Almanya'daki MİT skandalları...
Almanya’da 3 Türk ajanının tutuklanmasının ardındaki sis perdesi hala aralanmış değil. Şimdiye kadar MİT elamanı Türk ajanlarının Almanya'da gerçekleştirmek istedikleri çok sayıdaki provokasyon ve suikast girişimleri deşifre edildi. MİT'in Almanya'daki skandalları iki ülke arasında birçok kez krize dönüştü.
Federal Savcılık 19 Aralık günü Türkiye vatandaşı 3 kişinin Almanya’da ajanlık faaliyetleri yürüttükleri gerekçesiyle gözaltına alındığını bildirmişti. Başsavcılığın 11 Kasım 2014 tarihli tutuklama kararı gereği Muhammed Taha Gergerlioğlu (58) ve Göksel G. (38) Frankfurt Havaalanı'ndan Almanya'ya giriş yaparken, Ahmet Duran Y. (58) ise Wuppertal kentindeki evinde gözaltına alınmıştı.

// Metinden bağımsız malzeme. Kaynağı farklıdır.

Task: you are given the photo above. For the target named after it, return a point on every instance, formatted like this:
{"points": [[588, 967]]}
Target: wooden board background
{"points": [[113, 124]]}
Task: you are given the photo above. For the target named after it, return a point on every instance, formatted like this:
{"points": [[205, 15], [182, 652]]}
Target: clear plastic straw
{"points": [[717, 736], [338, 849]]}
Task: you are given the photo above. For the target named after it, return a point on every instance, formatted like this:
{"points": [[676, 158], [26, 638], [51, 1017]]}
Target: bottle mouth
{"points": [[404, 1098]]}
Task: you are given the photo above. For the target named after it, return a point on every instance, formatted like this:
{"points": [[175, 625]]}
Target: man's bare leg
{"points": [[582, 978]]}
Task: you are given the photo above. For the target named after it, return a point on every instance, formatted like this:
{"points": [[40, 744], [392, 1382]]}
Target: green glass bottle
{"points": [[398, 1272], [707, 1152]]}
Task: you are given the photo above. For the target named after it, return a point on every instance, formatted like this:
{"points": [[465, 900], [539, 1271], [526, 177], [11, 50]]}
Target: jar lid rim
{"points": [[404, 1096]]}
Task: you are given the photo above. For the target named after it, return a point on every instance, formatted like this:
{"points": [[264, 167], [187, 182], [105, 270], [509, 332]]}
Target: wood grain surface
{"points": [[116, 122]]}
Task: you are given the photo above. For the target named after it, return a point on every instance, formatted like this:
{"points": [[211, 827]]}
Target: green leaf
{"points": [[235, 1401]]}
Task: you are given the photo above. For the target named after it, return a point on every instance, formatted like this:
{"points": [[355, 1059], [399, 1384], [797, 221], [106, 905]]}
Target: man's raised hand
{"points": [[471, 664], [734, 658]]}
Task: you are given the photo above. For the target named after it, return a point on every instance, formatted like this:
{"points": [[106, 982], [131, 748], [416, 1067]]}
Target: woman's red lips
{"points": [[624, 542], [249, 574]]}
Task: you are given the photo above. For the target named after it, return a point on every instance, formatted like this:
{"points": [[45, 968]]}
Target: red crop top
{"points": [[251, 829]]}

Türk istihbaratı ajanı olduğu belirtilen kişilerden ikisinin Almanya’daki Türkiyeliler ile muhalif kurumlar hakkında topladıkları bilgileri üçüncü kişiye aktardıkları belirtiliyor. 3 kişinin hangi muhalif kurum ve örgütler ile kişileri takip ettiğine ilişkin bilgi verilmezken, olay Berlin ve Ankara arasında krize dönüştü.
Aslında tutuklamadan birkaç gün önce 15 ve 17 Aralık'ta Türkiye Cumhurbaşkanı Recep Tayyip Erdoğan'ın Almanya'ya yönelik sert sözleri kapalı kapılar ardındaki gerginliği ayyuka çıkarmıştı. Ne gariptir ki Erdoğan yine Almanya'yı hedef alan sözler sarf ediyordu. Erdoğan Nazi örgütü NSU'nun öldürdüğü Türkler, Solingen yangını ve Sabancı suikastı sanıklarının Türkiye'ye iade edilmemesinden dolayı Almanya'ya ateş püskürüyordu.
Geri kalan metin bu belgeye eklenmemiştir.